Generic drug companies under our auspices are lumped in with prescription drug companies in the Drug Industry in Issue 8. Generic drugs are facsimiles of prescription pharmaceuticals, which are sold at a deep discount. Their chemical and organic compositions are exactly the same as the prescription drug, except for one or two inactive ingredients. They can be sold at perhaps a quarter of the price. This is because generic makers don’t have to spend enormous amounts of money on R&D to develop the medicine, their packaging expenses are lower, and marketing, promotion, and distribution costs are less since they are sold through discount retail chains such as Duane Reade, and CVS Caremark (CVS). Over the past few years, generic companies have become increasingly audacious at trying to market their copies to the public before the brandname equivalent has lost its patent exclusivity. This is costing the brandname companies millions of dollars in legal costs as they battle to keep the generics off the market. Of course, it also costs the generic companies a lot of money in legal costs, too, and only the better-financed entities can play this game. Novartis’ (NVS) generic unit, Sandoz, already has tried to launch a facsimile of GlaxoSmithKline’s (GSK) Advair, called VR315, even though Advair’s patent doesn’t expire until 2011.
As has been heralded in the media, many of these heavyweight brandname drug manufacturers will approach a patent cliff in two to three years time. Their flagship treatment’s exclusivity periods are expiring in a condensed timeframe. The FDA gives a drug company a certain number of years in which it can market its drug exclusively. A time in which it can charge patients as much as they like in order to recoup costs incurred in developing it, bringing it to market, as well as make a decent profit. After that exclusivity period ceases, it is a free-for-all for generic companies. For years, pharmaceuticals giants like Bristol-Myers (BMY) have been preparing for this patent cliff by scrambling to develop “blockbuster” substitutes, making acquisitions, and diversifying their business lines, in the hopes of replacing lost revenue. Even so, many companies are still likely to take a hit to earnings. This fact has not been lost on some investors, who are cycling out of drug stocks and looking for alternative growth sectors, such as the generic drug industry.
Many generic entities see huge potential from this “patent cliff”, and many smaller shops are hoping to jump on the bandwagon. Further incentive for generic manufacturers has come from recent passage of the Healthcare Reform bill. This has created a potential market of about 30 million previously uninsured Americans, many of whom have low incomes and, therefore, seek out the lowest cost drugs. In addition, hospitals, looking to keep their budgets down, are working more closely with their in-house physicians to reduce the cost of drugs and medical devices.
Pitfalls and obstacles to achieving the coveted position of being the “go-to” generic drug substitute of choice are many, and are outlined below. They separate the winners from the also-rans.

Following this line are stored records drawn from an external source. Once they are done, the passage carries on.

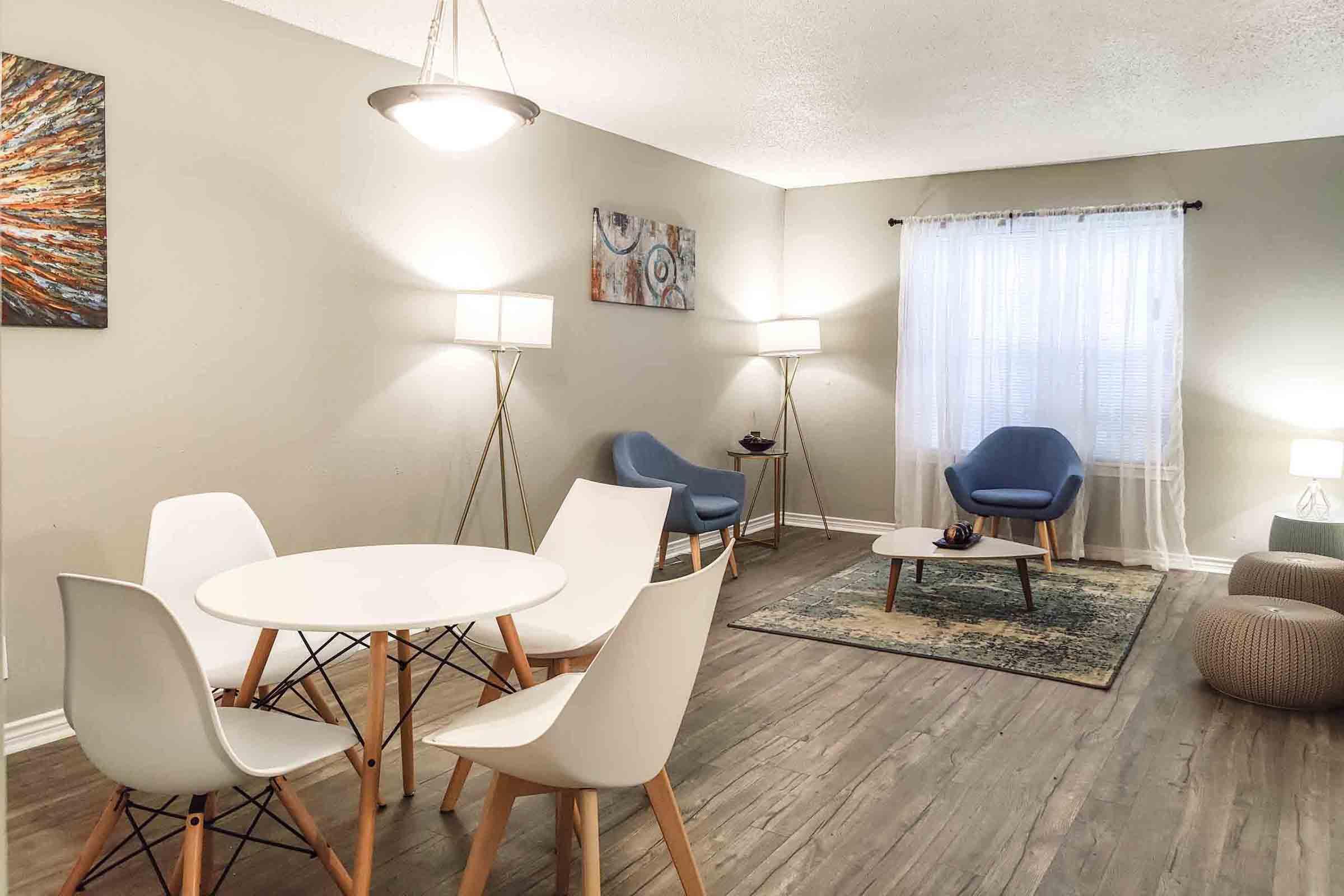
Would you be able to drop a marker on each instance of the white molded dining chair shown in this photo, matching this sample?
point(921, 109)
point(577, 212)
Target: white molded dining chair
point(197, 536)
point(605, 536)
point(142, 708)
point(612, 726)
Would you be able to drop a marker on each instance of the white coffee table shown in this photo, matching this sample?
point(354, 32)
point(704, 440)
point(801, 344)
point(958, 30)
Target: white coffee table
point(918, 544)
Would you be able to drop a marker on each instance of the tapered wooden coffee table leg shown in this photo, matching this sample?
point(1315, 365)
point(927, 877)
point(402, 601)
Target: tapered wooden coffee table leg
point(1026, 582)
point(892, 582)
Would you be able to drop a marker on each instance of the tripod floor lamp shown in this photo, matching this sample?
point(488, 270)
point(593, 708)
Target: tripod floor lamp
point(790, 340)
point(506, 323)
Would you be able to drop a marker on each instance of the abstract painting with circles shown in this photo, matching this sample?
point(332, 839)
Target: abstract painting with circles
point(637, 261)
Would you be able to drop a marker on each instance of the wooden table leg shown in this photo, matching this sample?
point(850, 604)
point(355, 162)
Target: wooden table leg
point(778, 500)
point(515, 651)
point(261, 656)
point(1026, 582)
point(373, 762)
point(892, 582)
point(404, 710)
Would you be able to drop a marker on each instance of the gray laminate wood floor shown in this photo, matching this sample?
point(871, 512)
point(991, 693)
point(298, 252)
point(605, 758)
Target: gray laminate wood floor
point(808, 767)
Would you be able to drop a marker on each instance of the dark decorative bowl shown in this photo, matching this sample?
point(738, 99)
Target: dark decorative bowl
point(756, 444)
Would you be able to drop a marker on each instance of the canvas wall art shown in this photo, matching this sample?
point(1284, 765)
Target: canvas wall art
point(53, 195)
point(637, 261)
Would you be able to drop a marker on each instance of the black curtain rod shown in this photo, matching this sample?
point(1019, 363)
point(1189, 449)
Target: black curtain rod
point(1184, 207)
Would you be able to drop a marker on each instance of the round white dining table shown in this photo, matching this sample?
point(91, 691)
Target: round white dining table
point(381, 589)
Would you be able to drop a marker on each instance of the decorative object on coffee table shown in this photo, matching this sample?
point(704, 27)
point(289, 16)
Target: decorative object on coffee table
point(1298, 577)
point(917, 544)
point(780, 459)
point(754, 442)
point(1316, 460)
point(1086, 618)
point(1272, 651)
point(1309, 536)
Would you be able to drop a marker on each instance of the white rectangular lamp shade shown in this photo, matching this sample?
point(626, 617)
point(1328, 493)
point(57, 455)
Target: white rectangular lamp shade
point(499, 320)
point(1318, 459)
point(794, 336)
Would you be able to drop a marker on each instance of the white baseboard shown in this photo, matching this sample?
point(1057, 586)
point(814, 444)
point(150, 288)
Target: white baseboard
point(34, 731)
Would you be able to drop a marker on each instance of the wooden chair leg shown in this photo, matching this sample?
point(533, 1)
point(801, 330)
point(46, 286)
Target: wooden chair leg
point(501, 668)
point(324, 710)
point(373, 767)
point(308, 828)
point(674, 833)
point(486, 843)
point(97, 840)
point(207, 844)
point(1043, 538)
point(404, 710)
point(1054, 540)
point(565, 816)
point(733, 555)
point(193, 844)
point(592, 857)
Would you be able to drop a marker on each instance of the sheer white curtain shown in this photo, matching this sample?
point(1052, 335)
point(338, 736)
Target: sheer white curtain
point(1062, 318)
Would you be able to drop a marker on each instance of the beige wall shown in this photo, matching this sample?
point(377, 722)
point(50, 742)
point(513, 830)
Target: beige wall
point(1264, 318)
point(281, 262)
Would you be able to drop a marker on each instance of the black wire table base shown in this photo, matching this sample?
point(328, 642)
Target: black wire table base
point(316, 664)
point(261, 802)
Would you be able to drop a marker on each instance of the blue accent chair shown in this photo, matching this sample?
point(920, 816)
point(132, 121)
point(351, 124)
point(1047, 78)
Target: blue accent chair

First, there are many generic drug companies competing to be the first to market the drug that is going off-patent. Second, generics invariably have to spend a great deal of money on legal costs to break down the layers of patent protection which the brandname drug makers have put in place to postpone the inevitable. Third, Brandnames spend a lot of time and money building patient and physician brand loyalty. This is not something that will disappear overnight, despite the selling price differential. Fourth, generic companies have to ensure their facsimile passes muster with the FDA, which can be a lengthy process. It can, therefore, be seen that many factors conspire to prevent generics from getting their copies to market.
Now we come to the companies that have been successful at navigating this process and are thriving. The highly acquisitive Teva (TEVA), based in Israel, is the most ambitious of the crop, and is the largest by global sales. It has tentacles in all major worldwide markets, but is particularly strong in Europe and North America. Another good selection is Dr. Reddy’s (RDY), an Indian-based entity, with direct access to the huge and growing market in that country. That nation’s population is used to paying directly for its healthcare, rather than relying on insurance or government care. As such, the nation is constantly looking for the cheapest drugs. Pharmaceutical sales in India are expected to reach $8 billion in 2010, and double that by 2015. Another major player is Sandoz, a unit of Novartis, and the second largest by volume to Teva. Should Sandoz ever be spun off to the public by Novartis, it would likely prove to be an interesting investment. Other U.S.-based heavy hitters are Mylan, Inc. (MYL) and Par Pharmaceuticals (PRX). These companies are worth taking a peek at because there is a good possibility they could be acquired (presumably at a hefty premium) by large brandname pharmaceuticals companies, searching for alternative sources of revenue. The maxim being: “if you can’t beat them, acquire them”.